Calvin’s Confusion about Predestination: 3 Summary of Romans 9-11

John Calvin, and so many who later followed him, was confused about predestination, thinking that God chose some people to be damned.

But God wants all people to be saved and takes no pleasure in the death of the wicked.

This is the third in a series of posts responding to Calvin’s explanation of predestination in Book 3, Chapter 21, of Calvin’s Institutes.

In our first post we learned what “predestination” is, who Calvin is, and how he was confused about it.

In our second post we summarised Institutes 3.21, heard Calvin’s excellent description of how the Bible should be read about predestination, but also that he applied these principles inconsistently.

In this post, we start looking directly at what key passages of the Bible Calvin discusses in Institutes 3.21 actually say. And we’ll start with the part of the Bible that speaks most clearly on the doctrine of predestination: Romans 9-11.

1) Romans 9-11: Answers Six Questions About Unbelieving Jews

In 9:1-5 Paul sets up the whole of chapters 9-11 as an explanation for why many ethnic Israelites are not saved. He opens by saying that he so desires the salvation of all ethnic Israelites, that he would accept his own personal damnation if it saved them.

The rest of the three chapters are organised around six questions:

1) Has God’s Word failed because not all ethnic Israelites are saved?

God’s Word has not failed, because Abraham’s children have always been defined by the promise, not physical descent (9:6-8; Genesis 21:12).
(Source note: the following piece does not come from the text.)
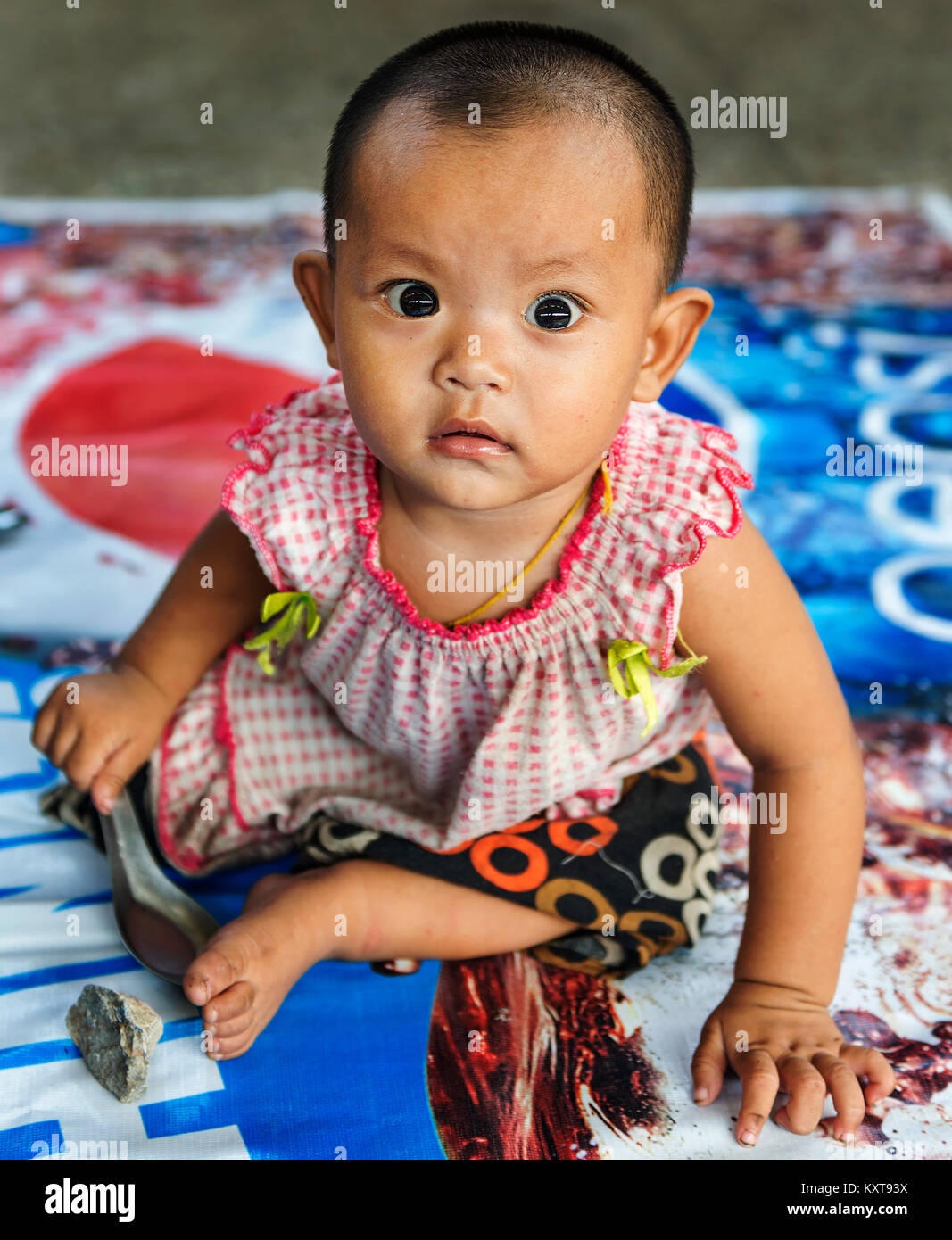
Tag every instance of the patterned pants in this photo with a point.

The promise says that God elected a certain physical line to serve God’s purpose (9:9-13; Abraham/Sarah → Isaac/Rebekah → Jacob rather than Esau; Genesis 18:10, 14; Malachi 1:2-3).

2) Is God unjust because not all Israel are saved?
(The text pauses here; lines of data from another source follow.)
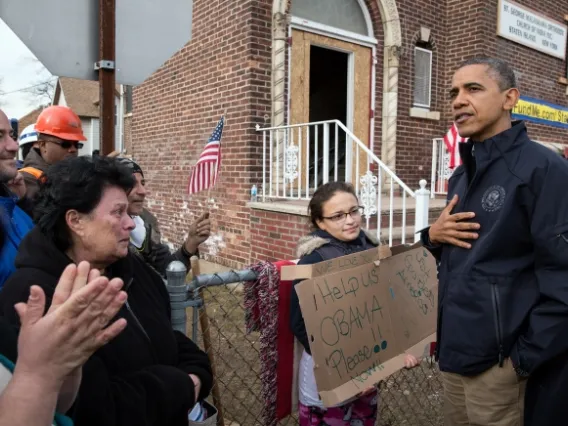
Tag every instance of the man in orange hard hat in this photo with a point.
(59, 135)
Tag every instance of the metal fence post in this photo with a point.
(422, 209)
(176, 273)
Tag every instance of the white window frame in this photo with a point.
(414, 103)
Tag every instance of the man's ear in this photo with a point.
(511, 98)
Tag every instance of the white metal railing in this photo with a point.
(298, 158)
(441, 171)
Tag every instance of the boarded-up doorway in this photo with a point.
(331, 79)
This does not make God unjust, because he told Moses salvation depends on God’s mercy (9:14-16; Exodus 33:19). For example, God hardened Pharaoh to serve God’s purpose of the whole world knowing him (9:17-18; Exodus 9:16).
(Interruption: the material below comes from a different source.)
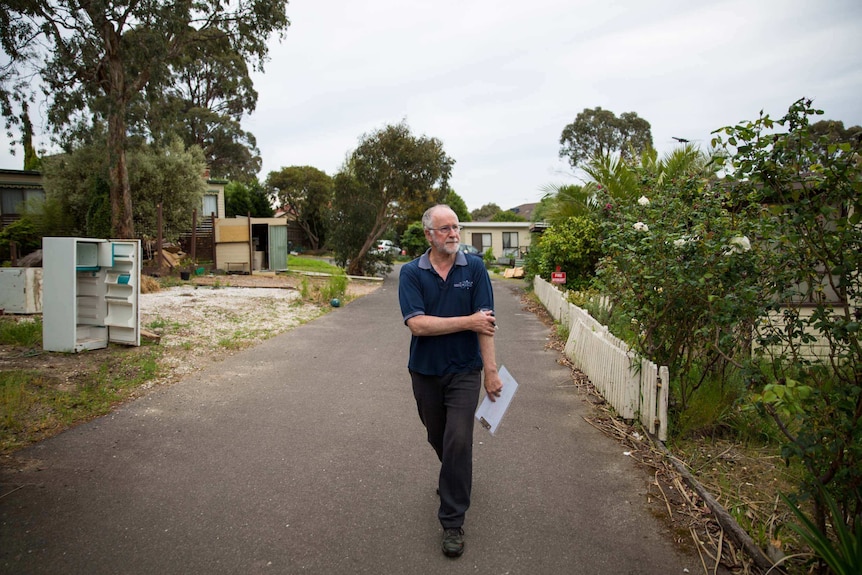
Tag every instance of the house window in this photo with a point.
(210, 205)
(482, 242)
(510, 244)
(12, 200)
We cannot understand this (9:19-20). God is a potter, who is being patient with unbelievers to fulfil his purpose: that the elect from the whole world (i.e. Gentiles) can come to faith (9:21-24; Jeremiah 18:1-12).

God has done this before with Israel, when they themselves had become effectively Gentiles, he called them to be his (9:25-26; Hosea 2:23; 1:10). And Isaiah prophesied this would happen, both that many ethnic Israelites would reject God (Isaiah 10:22-23), but also that the remnant in Israel would be saved by God’s mercy (9:25-29; Isaiah 1:9).

3) So, why are Gentiles saved while ethnic Israelites are lost?

Gentiles are saved because they trusted God’s promises by faith, but ethnic Israelites are lost because they trusted in their works (9:30-33; Isaiah 28:16; 8:14). Paul wishes all ethnic Israelites would be saved by faith, but their problem is they are relying on their own righteousness, not God’s in Christ (10:1-4).

Even Moses taught that the Law is based on works (Leviticus 18:5), so we are only righteous by faith (10:5-8; Deuteronomy 30:12-14). This means we should have faith Jesus is Lord (10:9-13; Isaiah 28:16; Joel 2:32).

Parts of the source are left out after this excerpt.